The state’s clean air regulator, the California Air Resources Board, voted unanimously in favor of the rule at a meeting on Thursday.
The California Air Resources Board is set to approve the proposal to make zero-emission trucks a reality. The rule would require that auto manufacturers increase the proportion of zero-emission trucks in their sales to California from 2024 to 2035. By 2035, the state wants 55 percent of the sales from light- and medium-duty trucks to be electric.
As for heavier trucks, manufacturers need to clean up 75 percent of their sales by 2035. The state first began efforts to pass the Advanced Clean Trucks Regulation in 2016 under former Gov. Jerry Brown.
“California has always been a leader in advancing clean transportation technology,” Costa Samaras, an associate professor of civil and environmental engineering at Carnegie Mellon University, told Earther. “It’s a huge deal.”
Most of California’s greenhouse gas emissions come from transportation of which heavy-duty vehicles make up more than 8 percent of those emissions. Passenger vehicles are the largest contributor, but these vehicles also include light- and medium-duty trucks, which are regulated under the new rule.
Common light-duty trucks are pick-ups such as the Chevrolet Silverado. Medium-duty trucks include vehicles used to transport goods, such as delivery trucks or school buses.
Removing diesel trucks from the roads would eliminate 60,000 tons of hazardous nitrogen oxides, preventing more than 900 premature deaths and delivering at least $9 billion in public health benefits, California estimates.
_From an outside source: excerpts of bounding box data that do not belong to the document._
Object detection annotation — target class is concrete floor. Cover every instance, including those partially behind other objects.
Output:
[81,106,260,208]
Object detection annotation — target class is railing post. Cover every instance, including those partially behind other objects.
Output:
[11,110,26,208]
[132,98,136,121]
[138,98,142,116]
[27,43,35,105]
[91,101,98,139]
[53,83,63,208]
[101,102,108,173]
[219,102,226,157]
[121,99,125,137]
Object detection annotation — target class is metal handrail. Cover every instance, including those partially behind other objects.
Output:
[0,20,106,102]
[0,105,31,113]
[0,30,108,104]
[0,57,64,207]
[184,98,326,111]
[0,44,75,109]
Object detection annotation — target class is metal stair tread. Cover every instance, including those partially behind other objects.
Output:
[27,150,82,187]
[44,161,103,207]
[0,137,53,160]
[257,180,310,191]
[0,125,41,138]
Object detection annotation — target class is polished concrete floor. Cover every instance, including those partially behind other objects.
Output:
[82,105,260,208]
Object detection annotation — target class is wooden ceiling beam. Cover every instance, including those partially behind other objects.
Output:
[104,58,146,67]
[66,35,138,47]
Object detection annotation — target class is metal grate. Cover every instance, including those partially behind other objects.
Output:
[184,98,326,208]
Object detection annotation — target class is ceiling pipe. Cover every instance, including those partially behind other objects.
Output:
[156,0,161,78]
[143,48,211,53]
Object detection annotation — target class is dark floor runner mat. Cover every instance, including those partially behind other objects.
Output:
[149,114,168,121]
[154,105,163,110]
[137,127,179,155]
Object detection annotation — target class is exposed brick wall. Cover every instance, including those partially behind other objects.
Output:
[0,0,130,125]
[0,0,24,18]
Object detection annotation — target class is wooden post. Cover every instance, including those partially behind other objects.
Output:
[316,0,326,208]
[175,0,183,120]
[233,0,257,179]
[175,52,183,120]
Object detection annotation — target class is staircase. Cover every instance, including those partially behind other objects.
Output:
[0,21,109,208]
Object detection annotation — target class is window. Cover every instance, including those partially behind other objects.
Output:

It also estimates that the rule would lower the state’s carbon dioxide emissions by 17 million metric tons, roughly the same amount as pollution from burning almost 100,000 rail cars’ worth of coal, and save truck operators $6 billion in fuel costs.
Supporters also hope California will become a hub for what they expect will be a thriving electric truck manufacturing industry. Amazon said last year that it had ordered 100,000 electric trucks from Rivian, a manufacturing start-up. Other major truck makers, including Daimler, Volvo, Tesla and China’s BYD, are developing electric heavy trucks of their own.
Critics argue requiring the industry to sell more electric trucks won’t succeed without first requiring companies to buy more of them. Staff for the board said work on such rules is ongoing and added that demand already exists for bulk orders of electric trucks.
Nichols said the board plans to adopt rules next year requiring fleets to have a certain percentage of electric trucks.
“First you have to make sure the engines and the trucks are going to be available, then you have to ensure there is a market for them,” she said. “We’re proceeding methodically to make that happen.”